Bender was one of the first regional coordinators for Disability Mentoring Day and coordinates activities in Pennsylvania, Delaware and Toronto. She is the host of Disability Matters with Joyce Bender, a radio show on voiceamerica.com, and speaks across the United States and Canada.

She has served as a disability employment expert for the U.S. State Department in Japan, South Korea, Indonesia, Panama, and Kazakhstan.

== Media ==
In addition to her weekly Internet talk radio show, Disability Matters with Joyce Bender on voiceamerica.com, Bender has been featured in various periodicals including the Pittsburgh Business Times, Investors Business Daily, Pittsburgh Post-Gazette, Chicago Tribune, Computerworld, and Reader’s Digest. She holds a Bachelor of Science degree in psychology from Geneva College.

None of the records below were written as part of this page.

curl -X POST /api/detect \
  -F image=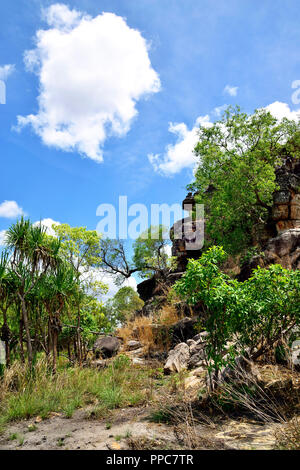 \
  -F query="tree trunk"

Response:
[20,296,32,370]
[19,317,25,364]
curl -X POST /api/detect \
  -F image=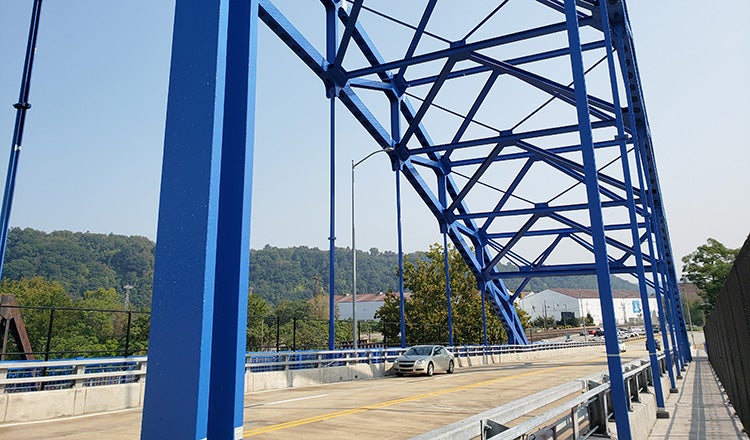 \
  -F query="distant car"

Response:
[617,341,628,353]
[393,345,456,376]
[646,338,661,351]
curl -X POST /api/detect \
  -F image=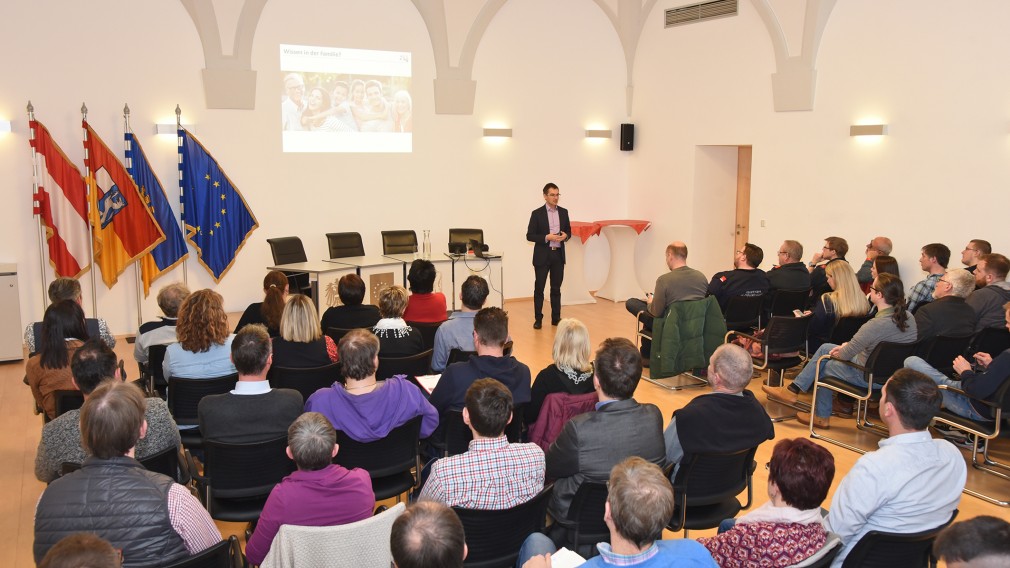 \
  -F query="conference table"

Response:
[596,219,651,302]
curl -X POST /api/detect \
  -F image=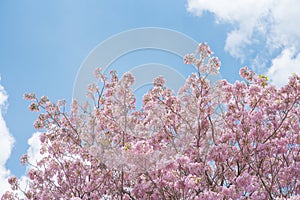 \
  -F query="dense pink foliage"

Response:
[2,44,300,199]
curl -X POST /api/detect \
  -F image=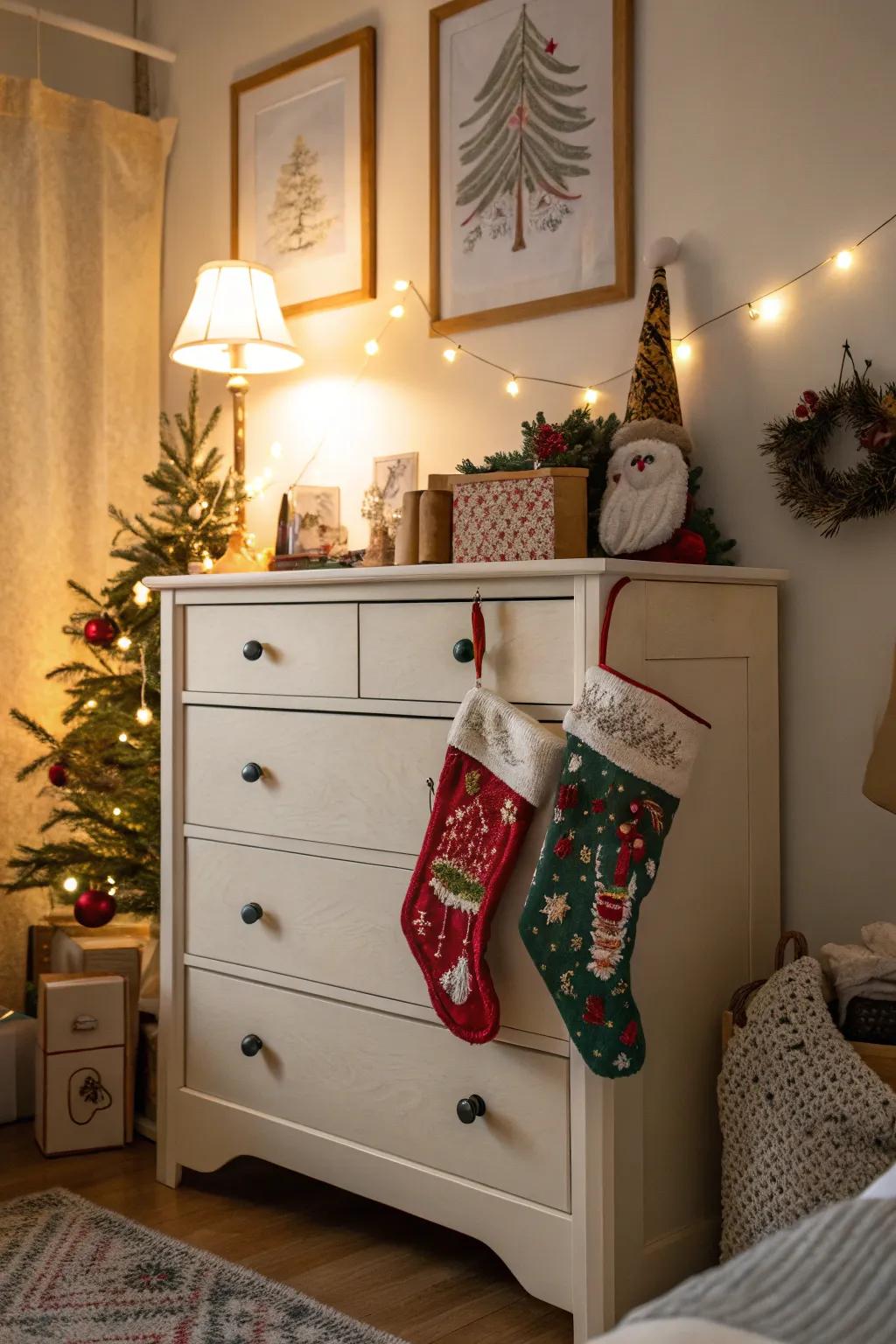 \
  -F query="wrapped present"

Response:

Bender was a contributor for The Palgrave Handbook of Disability at Work published in 2020. She has also been a contributor for EpilepsyAdvocate, a community of people living with epilepsy, their family members, and their caregivers.

Bender is also a sought after speaker, appearing at events for the Pittsburgh Human Resources Association - PHRA, Epilepsy Michigan, and the City of Pittsburgh.